Voters in Illinois and New Jersey approved lockboxes for transportation funding while those in Washington State rejected what would have been the nation’s first statewide carbon emissions tax.
Those three proposals were the highlights of the nine infrastructure-related measures — six of which passed — on statewide ballots Nov. 8.
“The diversity of the measures reflects that states are starting to figure out their own approaches for dealing with a range of transportation challenges,” said Robert Puentes, president of the Eno Center for Transportation.
He said the federal government’s failure to raise fuel taxes since 1993 and the relative lack of funds for states from the FAST Act has been important.
“The FAST Act sent a very strong signal that the federal government has kind of given at the office and that it’s up to these places to raise their own money and solve their own problems,” Puentes said.
The approval of the guaranteed transportation funding showed that voters, at least in Illinois and New Jersey, want to treat fuel taxes as user fees, said Sue Gander, director of the energy, environment and transportation division of the National Governors Association.
“If voters are sure that the funds will be going to the thing they care about, in this case transportation, they are supportive of that,” Gander said. “Voters want to enforce the discipline that maybe they think has been lacking [by government officials]. I think it’s something that a lot of states are going to take a look at.”
The Safe Roads Amendment in Illinois, which ensures billions of state dollars will be set aside for transportation projects, needed 60% approval to pass. It received a whopping 79%.

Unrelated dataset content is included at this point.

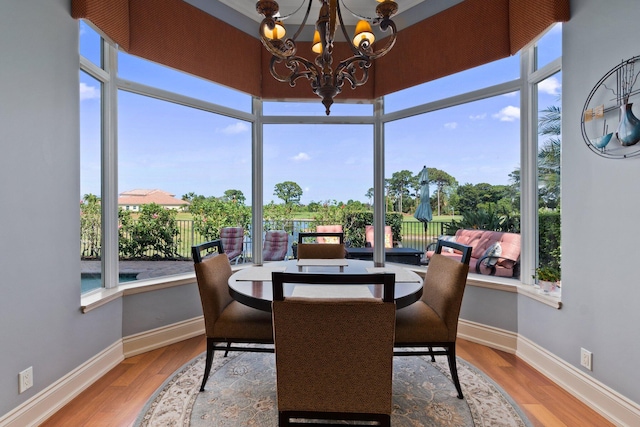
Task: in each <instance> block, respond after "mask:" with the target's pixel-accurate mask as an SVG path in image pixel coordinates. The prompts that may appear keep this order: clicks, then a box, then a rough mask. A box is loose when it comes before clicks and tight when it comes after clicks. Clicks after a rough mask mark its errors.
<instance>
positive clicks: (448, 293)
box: [422, 253, 469, 342]
mask: <svg viewBox="0 0 640 427" xmlns="http://www.w3.org/2000/svg"><path fill="white" fill-rule="evenodd" d="M463 258H464V257H463ZM468 273H469V259H468V258H467V262H466V263H464V262H460V261H458V260H455V259H453V258H449V257H446V256H444V255H442V254H439V253H437V254H434V255H433V256H432V257H431V260H430V261H429V267H428V268H427V274H426V275H425V277H424V286H423V293H422V301H423V302H424V303H426V304H427V305H428V306H429V307H431V308H432V309H433V311H435V312H436V314H438V316H439V317H440V318H441V319H442V320H443V321H444V323H445V325H446V326H447V334H448V340H449V341H450V342H454V341H455V340H456V335H457V333H458V317H459V316H460V306H461V305H462V296H463V295H464V288H465V286H466V284H467V275H468Z"/></svg>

“The Illinois Trucking Association is very pleased that almost 80% of the public say: ‘We want lawmakers to spend the taxes they collect for roads on roads,’ ” said the association’s executive director Matt Hart. “That’s a huge victory for taxpayers in Illinois.”
New Jersey’s lockbox received 54% support, less than a month after Gov. Chris Christie signed bills that will increase diesel taxes by 27 cents-per-gallon and gas 23-cents-per-gallon by the middle of next year. Those taxes hadn’t been raised since 1988.
“Dedicating taxes collected for a specific purpose should be protected and used for that purpose,” said Gail Toth, executive director of the New Jersey Motor Truck Association. “In the past, the [Transportation Trust Fund] had to be raided for general fund purposes. This will ensure that all fuel-related taxes will be used for transportation.”
However, she added, it wasn’t until after the tax increase was voted on that everyone found out that the state will be borrowing billions of dollars over the next eight years, so another significant fuel tax is looming.
Where voters in Illinois and New Jersey took control from their legislatures on transportation revenue, their counterparts in California disagreed.
Ballot measures need 60% approval to become law in California. Proposition 53, which would have required voter approval for any state project that cost more than $2 billion, received just 49% support, when it needed two-thirds of support.
Voters in Washington, one of the nation’s greenest and bluest states, rejected a carbon emissions tax by a 59-41 margin. The tax would’ve raised about $2.2 billion annually, according to its backers. Tax rates would have begun at $15 per metric ton of carbon dioxide, risen to $25 per metric ton the following year and then kept up with inflation.
“I think folks were confused about what exactly they were getting in Washington,” Puentes said. “Some thought it didn’t go far enough. Others thought it went too far.”
By a 55-45 margin, Missouri voters turned down Proposition A, which would have raised the nation’s lowest cigarette taxes from 17 cents a pack to 23 cents a pack by 2021, with revenue going for infrastructure projects.
Voters in Maine, by a 61-39 margin, approved $100 million in bonds, with $80 million going to the construction and maintenance of highways and bridges in the state.
Rhode Islanders gave a 63-37 thumbs-up to $70 million in bonds to improve the ports of Davisville and Providence.
Louisianans voted, by a 54-46 margin, to create a trust fund for corporate and mineral tax revenue that will be used only for construction and transportation infrastructure.
“The notion of using natural resources revenue to create the fund is interesting,” Puentes said, noting that not all states are so blessed to consider such a concept.
By a 51-49 margin, voters in Alabama gave the go-ahead to municipalities in Baldwin County to build toll roads and bridges financed through the sale of bonds.